In a study comparing nocturnal hypoxia with lung function values, Stokes et al observed smaller Sao 2 changes in patients with moderate to severe illnesses (FEV1 = 31–63% of the predicted value) than in patients with severe illnesses (FEV1 = 17% of the predicted value).29 In adults, as Pond and Conway have shown,30 low FEV1 values may be useful in identifying patients at risk for nocturnal hypoxaemia, even though no predictive cut off value has been defined for FEV1.

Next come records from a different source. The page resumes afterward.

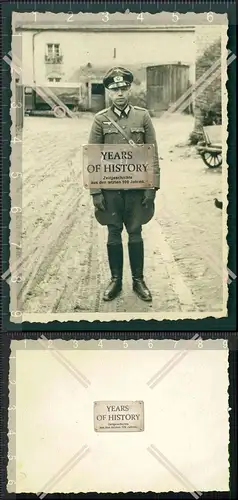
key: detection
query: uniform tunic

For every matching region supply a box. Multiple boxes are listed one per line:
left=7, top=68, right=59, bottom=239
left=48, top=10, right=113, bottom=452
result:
left=88, top=105, right=160, bottom=234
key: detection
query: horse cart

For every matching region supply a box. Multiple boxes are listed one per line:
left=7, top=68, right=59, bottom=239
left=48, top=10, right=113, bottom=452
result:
left=197, top=125, right=222, bottom=168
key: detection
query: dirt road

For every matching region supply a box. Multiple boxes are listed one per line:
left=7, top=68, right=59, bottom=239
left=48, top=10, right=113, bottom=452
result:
left=21, top=114, right=224, bottom=314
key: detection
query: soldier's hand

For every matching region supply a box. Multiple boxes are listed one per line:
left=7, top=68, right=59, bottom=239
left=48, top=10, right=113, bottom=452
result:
left=93, top=193, right=106, bottom=212
left=142, top=189, right=156, bottom=206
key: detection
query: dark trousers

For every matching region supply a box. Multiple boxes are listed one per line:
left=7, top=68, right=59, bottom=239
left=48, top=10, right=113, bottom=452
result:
left=103, top=190, right=144, bottom=245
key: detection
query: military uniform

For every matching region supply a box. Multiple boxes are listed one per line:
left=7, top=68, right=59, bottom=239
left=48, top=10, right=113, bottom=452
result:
left=88, top=68, right=160, bottom=301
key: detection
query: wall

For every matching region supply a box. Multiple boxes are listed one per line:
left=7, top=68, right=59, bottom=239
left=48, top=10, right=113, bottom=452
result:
left=22, top=31, right=196, bottom=85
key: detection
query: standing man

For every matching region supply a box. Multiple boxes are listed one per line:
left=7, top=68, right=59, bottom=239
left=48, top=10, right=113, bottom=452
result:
left=89, top=67, right=160, bottom=302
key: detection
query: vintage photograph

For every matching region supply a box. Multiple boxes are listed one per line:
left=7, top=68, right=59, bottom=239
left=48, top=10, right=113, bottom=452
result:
left=8, top=338, right=230, bottom=494
left=11, top=12, right=229, bottom=323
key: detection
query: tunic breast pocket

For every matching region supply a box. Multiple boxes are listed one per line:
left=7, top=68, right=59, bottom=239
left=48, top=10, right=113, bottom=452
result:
left=103, top=126, right=119, bottom=144
left=130, top=127, right=145, bottom=144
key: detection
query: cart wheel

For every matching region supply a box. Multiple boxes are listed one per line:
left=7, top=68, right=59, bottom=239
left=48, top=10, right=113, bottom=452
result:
left=53, top=106, right=66, bottom=118
left=201, top=151, right=222, bottom=168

Except for the significantly lower VmaxFRC in children who were symptomatic when tested, our 19 patients had normal lung function values. In a study of CF infants without respiratory symptoms, Beardsmore et al concluded that flow–volume curves do not disclose lung dysfunction at this young age.31 32 Our lung function findings confirm this conclusion. Apart from the correlation between respiratory frequency and mean Sao 2 during sleep, we found no correlation between oxygen saturation and lung function variables in our patients. One reason could be that CF first reduces alveolar ventilation and only later affects lung function variables, as Coateset al have proposed.33 More subtle anomalies such a change in the ventilation/perfusion ratio would be better revealed by more sensitive methods, including lung scintigraphy, than by lung function tests. Sleep could be a challenge that triggers these anomalies. An interesting finding in our study is that even in CF patients younger than 3 years, pulmonary exacerbations can alter lung function, reducing VmaxFRC.

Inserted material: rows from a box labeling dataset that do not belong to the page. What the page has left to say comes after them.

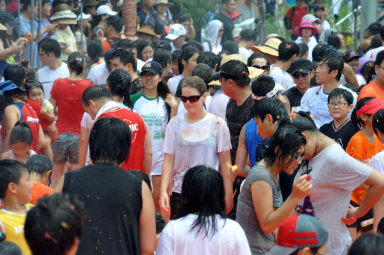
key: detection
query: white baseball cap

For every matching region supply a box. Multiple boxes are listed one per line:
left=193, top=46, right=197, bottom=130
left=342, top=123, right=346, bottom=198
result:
left=96, top=4, right=117, bottom=16
left=165, top=24, right=187, bottom=40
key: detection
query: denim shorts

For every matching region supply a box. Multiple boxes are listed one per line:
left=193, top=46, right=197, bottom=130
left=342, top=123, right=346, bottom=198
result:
left=52, top=133, right=80, bottom=164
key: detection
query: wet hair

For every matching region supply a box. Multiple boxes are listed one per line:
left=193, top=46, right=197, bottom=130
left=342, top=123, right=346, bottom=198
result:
left=26, top=154, right=53, bottom=175
left=264, top=119, right=306, bottom=168
left=89, top=118, right=131, bottom=164
left=107, top=69, right=133, bottom=109
left=38, top=38, right=61, bottom=58
left=351, top=97, right=375, bottom=127
left=24, top=194, right=85, bottom=255
left=68, top=52, right=86, bottom=75
left=180, top=165, right=225, bottom=238
left=348, top=233, right=384, bottom=255
left=81, top=86, right=112, bottom=106
left=251, top=75, right=276, bottom=97
left=9, top=121, right=33, bottom=145
left=178, top=47, right=200, bottom=73
left=220, top=60, right=251, bottom=88
left=247, top=52, right=269, bottom=66
left=0, top=159, right=28, bottom=199
left=328, top=88, right=353, bottom=105
left=277, top=40, right=300, bottom=61
left=372, top=109, right=384, bottom=135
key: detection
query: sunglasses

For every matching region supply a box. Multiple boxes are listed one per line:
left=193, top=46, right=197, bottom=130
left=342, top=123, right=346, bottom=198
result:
left=180, top=95, right=203, bottom=103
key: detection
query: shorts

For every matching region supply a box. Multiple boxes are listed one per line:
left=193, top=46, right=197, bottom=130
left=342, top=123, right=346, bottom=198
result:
left=348, top=201, right=374, bottom=232
left=52, top=133, right=80, bottom=164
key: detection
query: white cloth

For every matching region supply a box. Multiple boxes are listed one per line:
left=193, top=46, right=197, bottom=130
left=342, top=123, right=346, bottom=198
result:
left=37, top=62, right=69, bottom=99
left=295, top=143, right=372, bottom=255
left=156, top=214, right=251, bottom=255
left=207, top=89, right=229, bottom=120
left=163, top=113, right=231, bottom=193
left=300, top=85, right=357, bottom=128
left=87, top=62, right=109, bottom=85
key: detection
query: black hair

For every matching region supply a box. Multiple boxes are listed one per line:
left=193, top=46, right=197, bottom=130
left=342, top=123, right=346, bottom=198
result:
left=178, top=47, right=200, bottom=73
left=277, top=40, right=300, bottom=61
left=247, top=52, right=269, bottom=66
left=264, top=121, right=306, bottom=168
left=38, top=38, right=61, bottom=58
left=136, top=40, right=153, bottom=60
left=89, top=118, right=131, bottom=164
left=222, top=40, right=239, bottom=55
left=328, top=88, right=353, bottom=105
left=87, top=40, right=104, bottom=64
left=107, top=69, right=133, bottom=109
left=319, top=55, right=344, bottom=81
left=251, top=75, right=275, bottom=97
left=348, top=233, right=384, bottom=255
left=111, top=49, right=137, bottom=72
left=9, top=121, right=33, bottom=145
left=81, top=86, right=112, bottom=106
left=24, top=194, right=85, bottom=255
left=68, top=52, right=85, bottom=75
left=0, top=159, right=28, bottom=199
left=351, top=97, right=375, bottom=127
left=220, top=60, right=251, bottom=88
left=105, top=15, right=123, bottom=33
left=180, top=165, right=225, bottom=237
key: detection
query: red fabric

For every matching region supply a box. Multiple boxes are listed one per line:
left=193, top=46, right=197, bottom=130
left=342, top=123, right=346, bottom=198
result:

It is known that infants with CF already have airways inflammation, even in the absence of acute infections.33-37 Tepperet al have proposed that this inflammation helps to aggravate the lower respiratory tract infections that develop early in life and may be responsible for airways obstruction.38 Our data are in total agreement, showing mild airway inflammation and signs of obstruction in early months of life, as shown by the low VmaxFRC values and high TC values on the flow–volume curves.
In the multiple regression including all the polysomnographic, clinical, and respiratory variables studied we identified two variables as risk factors for nocturnal desaturation: respiratory symptoms and higher TC values. In addition, we found lower FRC values in patients who had more pulmonary exacerbations. Another predisposing factor for nocturnal desaturation was a high respiratory rate, an expression of possible lung impairment. Accordingly, subjects who had higher respiratory rates also had lower Sao 2 values during sleep. Infants who had respiratory symptoms when tested were mainly (5/7) also those who had more pulmonary exacerbations. Hence CF infants with more severe clinical disease may be those who have nocturnal desaturation.
Repeated episodes of nocturnal hypoxia are a stimulus for the development of pulmonary hypertension.1-3 6 8 9Nevertheless definitive data are lacking on the natural history of sleep induced hypoxia and its role in the pathogenesis of cor pulmonale. If hypoxic stimuli begin at such an early age, their consequences could be more severe. Hence the importance of assessing the severity and duration of hypoxia even at this age.
We conclude that infants with CF in whom mild airways inflammation develops during the first months of life have episodes of oxygen desaturation during sleep. Hence these children may benefit from nocturnal Sao 2 monitoring. Controlled studies are needed to determine the usefulness of O2supplementation for sleep induced respiratory symptoms.